Указав на то, что общественный быт первобытных племён носит на себе печать коммунизма, г. Ковалевский (слушайте, г. В. В.: это тоже «профессор») говорит: «Если мы спросим себя о действительных основаниях такого порядка, если мы захотим узнать причины, которые заставляли наших первобытных предков и ещё заставляют современных дикарей держаться более или менее резко выраженного коммунизма, нам надо будет в особенности узнать первобытные способы производства. Ибо распределение и потребление богатств должно определяться способами их создания. А на этот счёт вот что говорит этнография: у охотничьих и рыболовных народов добывание пищи производится обыкновенно большими группами (en hordes)… В Австралии охота на кенгуру производится вооружёнными отрядами из нескольких десятков и даже сотен туземцев. То же происходит в северных странах при охоте на оленя… Не подлежит сомнению, что человек неспособен в одиночку поддерживать своё существование; он нуждается в помощи и поддержке, и его силы удесятеряются ассоциацией… Таким образом, мы видим в начале общественного развития общественное производство и, как необходимое естественное следствие этого, общественное потребление. Этнография изобилует фактами, доказывающими это» [110].
Приведя идеалистическую теорию Лермина, по которой частная собственность является из самосознания личности, г. Ковалевский продолжает: «Нет, это не так. Не потому первобытный человек приходит к мысли о личном присвоении отёсанного камня, который служит ему оружием, или шкуры, которая покрывает его тело. Он приходит к этой мысли вследствие применения своих индивидуальных сил к производству предмета. Кремень, служащий ему топором, отёсан его собственными руками. На охоте, которою он занимается вместе с многочисленными товарищами, он нанёс последний удар животному, и потому шкура этого животного становится его личной собственностью. Обычное право дикарей отличается большою точностью на этот счёт. Оно заботливо предусматривает, например, тот случай, когда преследуемое животное пало под совместными ударами двух охотников: в этом случае шкура животного присуждается тому охотнику, стрела которого проникла ближе к сердцу. Оно предусматривает также и тот случай, когда уже раненое животное было добито случайно подвернувшимся охотником. Приложение индивидуального труда логически порождает, следовательно, и индивидуальное присвоение. Мы можем проследить это явление через всю историю. Тот, кто посадил фруктовое дерево, становится его собственником… Позднее, воин, завоевавший известную добычу, становится её исключительным собственником, так что семья его уже не имеет на неё никаких прав; точно так же семья жреца не имеет прав на те жертвы, которые приносятся верующими и поступают в его личную собственность. Всё это одинаково хорошо подтверждается и индийскими законами, и обычным правом южных славян, донских казаков или древних ирландцев. И важно именно не ошибиться относительно истинного принципа такого присвоения, являющегося результатом применения личных усилий к добыванию известного предмета. В самом деле, когда к личным усилиям человека присоединяется помощь его ближних, добытые предметы уже не становятся частной собственностью» [111].

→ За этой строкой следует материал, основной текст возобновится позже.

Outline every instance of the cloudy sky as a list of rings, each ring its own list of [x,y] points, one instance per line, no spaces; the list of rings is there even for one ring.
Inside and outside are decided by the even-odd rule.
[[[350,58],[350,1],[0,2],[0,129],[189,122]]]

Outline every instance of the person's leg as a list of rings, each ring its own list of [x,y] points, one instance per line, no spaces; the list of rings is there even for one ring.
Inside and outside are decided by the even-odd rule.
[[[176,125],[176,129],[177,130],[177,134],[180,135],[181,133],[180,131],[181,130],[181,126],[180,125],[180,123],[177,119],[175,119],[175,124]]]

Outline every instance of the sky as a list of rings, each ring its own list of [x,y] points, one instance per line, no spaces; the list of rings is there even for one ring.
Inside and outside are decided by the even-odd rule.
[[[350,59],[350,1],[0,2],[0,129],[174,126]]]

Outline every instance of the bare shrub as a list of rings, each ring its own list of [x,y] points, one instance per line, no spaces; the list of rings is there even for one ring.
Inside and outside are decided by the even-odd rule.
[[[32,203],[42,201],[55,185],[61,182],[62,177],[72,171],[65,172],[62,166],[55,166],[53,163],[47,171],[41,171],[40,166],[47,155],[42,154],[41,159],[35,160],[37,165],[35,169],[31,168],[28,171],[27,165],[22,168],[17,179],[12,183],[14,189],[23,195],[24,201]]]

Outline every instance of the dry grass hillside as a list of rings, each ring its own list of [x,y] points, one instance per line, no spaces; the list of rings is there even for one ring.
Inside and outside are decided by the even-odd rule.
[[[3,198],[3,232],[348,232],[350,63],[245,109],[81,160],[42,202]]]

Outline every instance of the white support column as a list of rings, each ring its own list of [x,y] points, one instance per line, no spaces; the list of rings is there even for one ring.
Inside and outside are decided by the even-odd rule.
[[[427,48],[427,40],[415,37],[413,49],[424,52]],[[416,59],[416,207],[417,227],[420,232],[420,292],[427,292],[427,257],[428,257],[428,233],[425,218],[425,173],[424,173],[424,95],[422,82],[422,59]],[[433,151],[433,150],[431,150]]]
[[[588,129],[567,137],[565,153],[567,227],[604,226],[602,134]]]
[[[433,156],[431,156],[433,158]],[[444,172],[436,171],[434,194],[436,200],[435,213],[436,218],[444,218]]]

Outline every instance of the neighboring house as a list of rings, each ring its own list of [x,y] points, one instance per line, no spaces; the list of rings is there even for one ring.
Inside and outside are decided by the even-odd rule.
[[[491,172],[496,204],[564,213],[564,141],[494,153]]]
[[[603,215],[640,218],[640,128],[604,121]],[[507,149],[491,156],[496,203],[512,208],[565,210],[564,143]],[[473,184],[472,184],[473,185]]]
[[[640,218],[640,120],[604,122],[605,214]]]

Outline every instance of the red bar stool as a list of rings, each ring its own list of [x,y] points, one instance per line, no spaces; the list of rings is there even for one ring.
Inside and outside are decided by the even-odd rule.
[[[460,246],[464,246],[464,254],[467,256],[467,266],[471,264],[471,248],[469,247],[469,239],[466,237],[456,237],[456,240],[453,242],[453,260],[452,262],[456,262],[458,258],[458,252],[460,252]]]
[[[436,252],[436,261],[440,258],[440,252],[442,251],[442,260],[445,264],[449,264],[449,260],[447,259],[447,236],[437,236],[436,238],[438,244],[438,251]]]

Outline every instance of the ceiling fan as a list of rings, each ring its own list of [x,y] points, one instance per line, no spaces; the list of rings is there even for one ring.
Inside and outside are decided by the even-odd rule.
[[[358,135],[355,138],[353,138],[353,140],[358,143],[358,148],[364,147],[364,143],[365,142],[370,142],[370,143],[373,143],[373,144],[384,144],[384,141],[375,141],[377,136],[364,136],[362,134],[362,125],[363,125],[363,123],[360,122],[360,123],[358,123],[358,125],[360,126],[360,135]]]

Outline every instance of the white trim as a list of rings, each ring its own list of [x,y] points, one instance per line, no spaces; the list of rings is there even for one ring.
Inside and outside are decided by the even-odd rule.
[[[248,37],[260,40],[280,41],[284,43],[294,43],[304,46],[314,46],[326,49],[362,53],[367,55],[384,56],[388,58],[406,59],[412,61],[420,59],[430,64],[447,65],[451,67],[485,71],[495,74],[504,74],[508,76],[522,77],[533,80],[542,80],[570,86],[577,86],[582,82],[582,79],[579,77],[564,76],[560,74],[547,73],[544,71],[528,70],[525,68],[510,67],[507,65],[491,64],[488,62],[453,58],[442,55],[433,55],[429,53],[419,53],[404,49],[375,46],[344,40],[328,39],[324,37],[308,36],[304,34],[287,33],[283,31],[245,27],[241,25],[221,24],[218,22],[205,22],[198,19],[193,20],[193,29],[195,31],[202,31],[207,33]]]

После всего сказанного понятно, что предметами личного присвоения раньше всего становятся: оружие, одежда, пища, украшение и т. п. «Уже с первых шагов приручения животных — собаки, лошади, кошки, рабочий скот составляют важнейший фонд присвоения личного и семейного…» [112] Но до какой степени организация производства продолжает влиять на способы присвоения, показывает, например, такой факт: у эскимосов охота на китов совершается в больших лодках, большими отрядами; служащие для этой цели лодки составляют общественную собственность; а маленькие лодки, служащие для перевозки предметов семейной собственности, принадлежат отдельным семьям, или, «самое большее, — трём родственным семьям».
С появлением земледелия земля делается также предметом присвоения. Субъектами поземельной собственности становятся более или менее крупные кровные союзы. Это, разумеется, — один из видов общественного присвоения. Как объяснить его происхождение? «Нам кажется, — говорит г. Ковалевский, — что причины его лежат в том же самом общественном производстве, которое повело за собою некогда присвоение большей части движимых предметов» [113].
Нечего и говорить, что, раз возникнув, частная собственность вступает в противоречие с более древним способом общественного присвоения. Там, где быстрое развитие производительных сил открывает всё более и более широкое поле для «единоличных усилий», общественная собственность довольно быстро исчезает или продолжает своё существование в виде, так сказать, рудиментарного института. Ниже мы увидим, что этот процесс разложения первобытной общественной собственности в разные времена и в разных местах по самой естественной, материальной необходимости должен был отличаться большим разнообразием. Теперь же мы отметим лишь тот общий вывод современной науки права, что правовые понятия, — убеждения, как сказал бы Пухта, — всюду определяются способами производства.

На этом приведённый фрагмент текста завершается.